Figure 6: Inference-type reasoning prompts elicit targeted recall across layers.
Figure 7: Bridge-comparison reasoning involves prompt focus bridging between multiple entities.
Implications, Limitations, and Future Directions
The results empirically validate iterative prompting as a robust protocol for multi-step reasoning with PLMs, demonstrating that step-wise context conditioning is essential for reliable chain-of-thought recall. Parameter efficiency and faithfulness checks via randomization experiments further support the validity of the approach. Practical implications include enhanced explainability for reasoning tasks, modularity for interactive human-in-the-loop correction, and improved performance on complex QA tasks without compromising the PLM's fixed knowledge base.

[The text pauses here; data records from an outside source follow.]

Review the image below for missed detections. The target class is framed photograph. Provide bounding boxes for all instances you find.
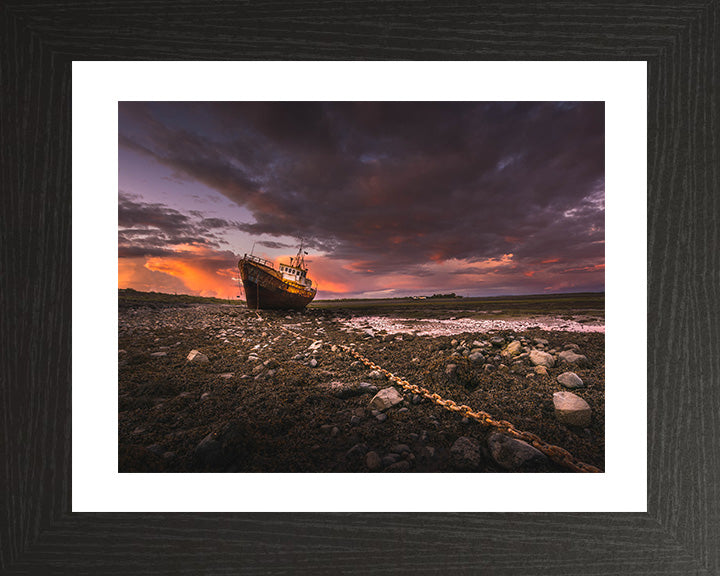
[0,3,720,574]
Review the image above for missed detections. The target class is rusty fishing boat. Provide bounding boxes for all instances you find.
[238,244,317,310]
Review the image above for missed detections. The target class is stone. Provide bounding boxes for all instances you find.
[488,433,548,471]
[382,452,400,466]
[553,391,592,426]
[194,433,225,468]
[505,340,522,356]
[450,436,482,472]
[468,352,485,364]
[385,460,410,472]
[530,350,555,368]
[147,444,165,456]
[187,350,210,364]
[558,372,585,390]
[319,382,370,400]
[365,451,382,472]
[558,350,590,366]
[370,386,403,411]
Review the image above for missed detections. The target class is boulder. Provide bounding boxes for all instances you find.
[505,340,522,356]
[558,350,590,366]
[530,350,555,368]
[553,391,592,426]
[450,436,482,472]
[370,386,403,410]
[558,372,585,390]
[187,350,210,364]
[488,433,548,471]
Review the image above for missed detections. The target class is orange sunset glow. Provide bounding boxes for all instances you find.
[118,102,605,300]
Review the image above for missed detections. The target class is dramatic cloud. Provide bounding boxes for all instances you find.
[119,102,605,292]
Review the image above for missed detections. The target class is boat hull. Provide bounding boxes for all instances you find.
[238,260,316,310]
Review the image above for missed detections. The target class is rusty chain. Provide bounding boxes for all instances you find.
[278,324,602,473]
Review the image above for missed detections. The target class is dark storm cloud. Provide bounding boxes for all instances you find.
[120,102,604,273]
[118,191,237,258]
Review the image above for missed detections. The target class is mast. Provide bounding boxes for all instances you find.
[290,239,305,270]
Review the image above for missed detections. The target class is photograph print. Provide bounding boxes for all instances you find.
[118,101,605,473]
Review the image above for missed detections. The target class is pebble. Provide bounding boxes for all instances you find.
[530,350,555,368]
[553,392,592,426]
[370,386,403,411]
[558,350,590,366]
[187,350,210,364]
[488,433,548,471]
[365,451,382,472]
[468,352,485,364]
[450,436,482,471]
[557,372,585,390]
[385,460,410,472]
[505,340,521,356]
[382,454,400,466]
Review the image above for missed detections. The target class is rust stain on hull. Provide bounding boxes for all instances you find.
[238,255,317,310]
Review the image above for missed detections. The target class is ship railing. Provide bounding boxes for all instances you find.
[243,254,275,268]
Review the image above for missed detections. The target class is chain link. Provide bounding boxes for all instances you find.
[280,324,602,473]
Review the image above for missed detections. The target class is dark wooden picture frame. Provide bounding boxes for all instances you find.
[0,0,720,576]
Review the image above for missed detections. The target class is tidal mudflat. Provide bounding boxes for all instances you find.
[118,295,605,472]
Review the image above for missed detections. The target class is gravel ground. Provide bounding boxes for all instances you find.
[118,304,605,472]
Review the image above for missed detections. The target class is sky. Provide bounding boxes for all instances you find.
[118,102,605,299]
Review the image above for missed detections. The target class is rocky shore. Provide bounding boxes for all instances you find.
[118,304,605,472]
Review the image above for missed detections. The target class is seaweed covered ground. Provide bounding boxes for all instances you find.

There remain significant gaps to Oracle performance, indicating that further architectural advances or scale increases are needed. Extension to noisy datasets, adaptation of prompter design, and experimentation with larger-scale PLMs are proposed as future research directions.
Conclusion
This paper introduces an iterative prompting framework with a context-aware Prompter that enables PLMs to recall chains of knowledge for multi-step reasoning. The proposed technique achieves notable improvements in both intermediate evidence recall and QA performance compared with static prompting approaches, and brings parameter-efficient adaptation within reach for large PLMs. Attention visualization and faithfulness checks reinforce the methodology's integrity, and the approach opens avenues for transparent, interactive, and modular reasoning systems in NLP.